I noticed an improvement in the swelling right away, and the pain was remarkably reduced after the first therapy session. I knew right then that I would eventually incorporate laser therapeutics in the treatment of my own patients, and that time has come.
There are two types of laser emissions; continuous and pulsed. Continuous emissions act fast to fight inflammation, stimulate blood and lymphatic circulation, and induce rapid re-absorption of fluids; but they only have a secondary effect on pain.
Pulsed Laser emissions, on the other hand, have an immediate effect on pain because they interfere with the very transmission of pain impulses to the brain. They’re less effective at treating inflammation and edema though. The laser equipment now available combines and synchronizes continuous and pulsed emissions to capitalize on the benefits of each.
Therapeutic laser is used by veterinarians to treat a wide range of inflammatory conditions – virtually anything that ends in “itis”. We treat chronically infected and painful ears, urinary bladders, wounds, skin lesions, muscle or tendon strains, arthritis involving any joint, post-operative incisions, and painful spinal bone spurs.

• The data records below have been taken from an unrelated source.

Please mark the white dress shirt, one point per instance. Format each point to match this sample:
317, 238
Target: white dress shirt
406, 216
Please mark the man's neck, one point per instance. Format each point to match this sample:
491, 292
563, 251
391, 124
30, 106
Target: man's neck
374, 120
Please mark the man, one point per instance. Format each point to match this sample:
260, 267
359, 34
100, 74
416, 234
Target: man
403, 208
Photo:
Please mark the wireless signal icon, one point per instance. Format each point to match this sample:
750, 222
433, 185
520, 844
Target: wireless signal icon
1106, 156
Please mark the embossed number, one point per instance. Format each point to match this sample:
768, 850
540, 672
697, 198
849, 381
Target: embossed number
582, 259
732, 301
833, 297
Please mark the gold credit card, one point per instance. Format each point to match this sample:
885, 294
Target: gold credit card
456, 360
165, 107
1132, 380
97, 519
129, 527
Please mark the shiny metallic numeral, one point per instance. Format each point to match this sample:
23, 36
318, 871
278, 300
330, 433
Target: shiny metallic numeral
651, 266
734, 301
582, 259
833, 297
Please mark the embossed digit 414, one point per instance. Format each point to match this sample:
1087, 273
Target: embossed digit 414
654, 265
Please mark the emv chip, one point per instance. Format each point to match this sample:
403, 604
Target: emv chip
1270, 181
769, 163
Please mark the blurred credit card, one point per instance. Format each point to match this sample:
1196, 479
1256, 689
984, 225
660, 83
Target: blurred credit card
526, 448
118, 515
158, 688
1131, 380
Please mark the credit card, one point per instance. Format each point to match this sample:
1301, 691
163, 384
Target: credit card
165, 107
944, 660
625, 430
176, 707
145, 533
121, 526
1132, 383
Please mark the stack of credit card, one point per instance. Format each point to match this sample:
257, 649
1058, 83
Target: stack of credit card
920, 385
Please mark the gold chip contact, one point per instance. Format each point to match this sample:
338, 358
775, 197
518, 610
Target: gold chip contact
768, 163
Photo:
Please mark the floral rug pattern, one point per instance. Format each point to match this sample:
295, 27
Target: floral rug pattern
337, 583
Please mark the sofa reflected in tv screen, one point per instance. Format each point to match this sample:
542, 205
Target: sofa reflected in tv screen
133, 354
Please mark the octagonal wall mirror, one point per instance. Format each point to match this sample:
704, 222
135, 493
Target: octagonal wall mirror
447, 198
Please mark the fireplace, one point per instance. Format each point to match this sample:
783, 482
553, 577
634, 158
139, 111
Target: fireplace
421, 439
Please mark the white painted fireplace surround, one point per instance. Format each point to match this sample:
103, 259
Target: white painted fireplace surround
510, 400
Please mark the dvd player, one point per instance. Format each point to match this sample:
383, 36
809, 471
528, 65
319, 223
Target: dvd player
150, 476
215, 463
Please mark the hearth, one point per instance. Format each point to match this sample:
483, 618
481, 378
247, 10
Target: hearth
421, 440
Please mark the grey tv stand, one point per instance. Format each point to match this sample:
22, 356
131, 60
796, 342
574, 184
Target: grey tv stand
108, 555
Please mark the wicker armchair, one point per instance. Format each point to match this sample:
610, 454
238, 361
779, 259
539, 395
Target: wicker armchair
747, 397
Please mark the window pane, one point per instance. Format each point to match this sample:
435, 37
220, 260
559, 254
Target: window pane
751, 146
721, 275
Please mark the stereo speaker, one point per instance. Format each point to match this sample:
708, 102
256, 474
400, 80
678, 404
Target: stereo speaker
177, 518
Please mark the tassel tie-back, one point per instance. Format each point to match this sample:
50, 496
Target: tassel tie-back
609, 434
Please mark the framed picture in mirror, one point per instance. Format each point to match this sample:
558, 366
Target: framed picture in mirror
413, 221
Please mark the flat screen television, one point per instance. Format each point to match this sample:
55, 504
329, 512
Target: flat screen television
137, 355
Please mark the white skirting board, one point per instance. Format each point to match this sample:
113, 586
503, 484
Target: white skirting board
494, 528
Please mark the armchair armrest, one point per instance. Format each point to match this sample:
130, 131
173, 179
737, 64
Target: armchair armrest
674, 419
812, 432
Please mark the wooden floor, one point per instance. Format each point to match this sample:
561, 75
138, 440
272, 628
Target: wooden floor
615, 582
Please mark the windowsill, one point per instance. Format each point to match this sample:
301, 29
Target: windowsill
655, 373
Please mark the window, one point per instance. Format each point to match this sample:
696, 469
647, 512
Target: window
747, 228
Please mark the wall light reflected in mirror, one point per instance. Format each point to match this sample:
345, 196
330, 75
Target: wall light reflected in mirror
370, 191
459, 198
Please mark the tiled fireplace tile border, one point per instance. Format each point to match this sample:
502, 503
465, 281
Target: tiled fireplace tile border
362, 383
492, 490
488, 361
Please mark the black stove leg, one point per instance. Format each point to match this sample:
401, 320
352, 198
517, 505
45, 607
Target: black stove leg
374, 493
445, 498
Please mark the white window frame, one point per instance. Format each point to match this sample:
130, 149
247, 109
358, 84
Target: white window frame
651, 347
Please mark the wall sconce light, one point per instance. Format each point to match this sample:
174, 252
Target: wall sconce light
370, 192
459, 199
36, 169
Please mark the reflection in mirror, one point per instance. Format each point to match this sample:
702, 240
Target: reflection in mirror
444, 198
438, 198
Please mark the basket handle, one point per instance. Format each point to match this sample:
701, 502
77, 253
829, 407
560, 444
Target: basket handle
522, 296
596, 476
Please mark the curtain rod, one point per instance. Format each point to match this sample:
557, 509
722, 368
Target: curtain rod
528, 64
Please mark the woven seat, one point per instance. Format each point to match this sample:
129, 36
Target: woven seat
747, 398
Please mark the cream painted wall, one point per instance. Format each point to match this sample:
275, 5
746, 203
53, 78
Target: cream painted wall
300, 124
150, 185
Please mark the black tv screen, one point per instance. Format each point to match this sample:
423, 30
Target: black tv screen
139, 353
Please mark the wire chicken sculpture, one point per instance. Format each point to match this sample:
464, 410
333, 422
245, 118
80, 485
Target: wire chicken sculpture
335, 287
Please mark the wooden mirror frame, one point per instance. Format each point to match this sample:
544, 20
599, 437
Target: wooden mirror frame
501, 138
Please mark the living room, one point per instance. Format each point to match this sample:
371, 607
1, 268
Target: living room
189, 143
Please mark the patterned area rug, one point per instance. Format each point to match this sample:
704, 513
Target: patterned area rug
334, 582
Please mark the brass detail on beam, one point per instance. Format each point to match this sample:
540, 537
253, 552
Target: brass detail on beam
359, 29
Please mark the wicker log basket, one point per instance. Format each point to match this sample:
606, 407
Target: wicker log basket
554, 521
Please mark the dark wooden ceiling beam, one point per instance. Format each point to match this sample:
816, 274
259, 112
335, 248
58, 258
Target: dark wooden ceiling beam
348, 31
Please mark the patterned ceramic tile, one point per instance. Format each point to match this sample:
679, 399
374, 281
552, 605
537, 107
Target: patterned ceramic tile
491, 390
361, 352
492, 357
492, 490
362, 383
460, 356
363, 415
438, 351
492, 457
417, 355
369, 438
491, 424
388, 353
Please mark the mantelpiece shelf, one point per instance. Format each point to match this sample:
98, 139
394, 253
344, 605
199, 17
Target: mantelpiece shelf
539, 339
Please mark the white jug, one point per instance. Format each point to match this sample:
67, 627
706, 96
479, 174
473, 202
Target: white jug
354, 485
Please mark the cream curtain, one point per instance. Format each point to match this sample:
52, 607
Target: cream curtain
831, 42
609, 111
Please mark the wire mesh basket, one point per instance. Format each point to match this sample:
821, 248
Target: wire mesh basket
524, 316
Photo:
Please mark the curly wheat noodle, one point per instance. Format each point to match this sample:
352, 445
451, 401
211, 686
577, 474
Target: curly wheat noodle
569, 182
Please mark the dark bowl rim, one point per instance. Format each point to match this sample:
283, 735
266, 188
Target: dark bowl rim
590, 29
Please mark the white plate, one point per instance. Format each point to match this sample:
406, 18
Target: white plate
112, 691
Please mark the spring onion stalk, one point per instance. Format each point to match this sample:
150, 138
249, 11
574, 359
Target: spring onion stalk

Our most rewarding cases often involve patients with debilitating hip dysplasia, chronic musculo/tendon disorders, or a spinal condition called spondylosis deformans. These patients are often dogs or cats that are in good condition otherwise, but suffer from chronic pain that severely diminishes their quality of life. These cases are the chief reason that I invested in this advanced technology – it is so very heartbreaking to see these wonderful pets suffer so, and to have their lives end prematurely because of never-ending pain. Now, with laser therapy and stem cell regenerative medicine, along with exercise and rehab regimens, we’re able to bring these deserving pets back to a more normal life; able to walk and run, climb stairs, and even hop in and out of cars.
Figure 1 Ripley suffered for months with an inflammatory disorder of the iliopsoas and pectineal muscles. She was prevented from herding - her biggest love in life - but her pain even made walking in the back yard difficult. While surgery is often the ultimate therapy for this severe, chronic problem, Ripley has improved a great deal; continued therapy may very well make surgery unnecessary. Note the COOL SHADES on Ripley!
We’ve designed specific treatment plans, depending on the site of inflammation. Chronic ear infections, for example, are helped immensely after just one or two sessions with the laser. Once the terrific inflammation is controlled, medications are able to wipe out causative organisms and bring around a cure. Chronic arthritis such as hip dysplasia or spondylosis requires a package of sessions that begin with six treatments to bring the pain under control, followed by single sessions once per two to four weeks.
We prescribe four to six sessions after major knee surgery to diminish pain, reduce swelling, and speed the healing process.
The laser usually allows us to taper or even eliminate NSAID administration in patients, reducing or eliminating the threat of liver damage from these medications.
All in all, this is one of the greatest investments I’ve made in veterinary medicine, from the standpoint of the satisfaction I derive from helping these patients when nothing else really does.
Dr. Mapes practices medicine at the Stonebridge Animal Hospital.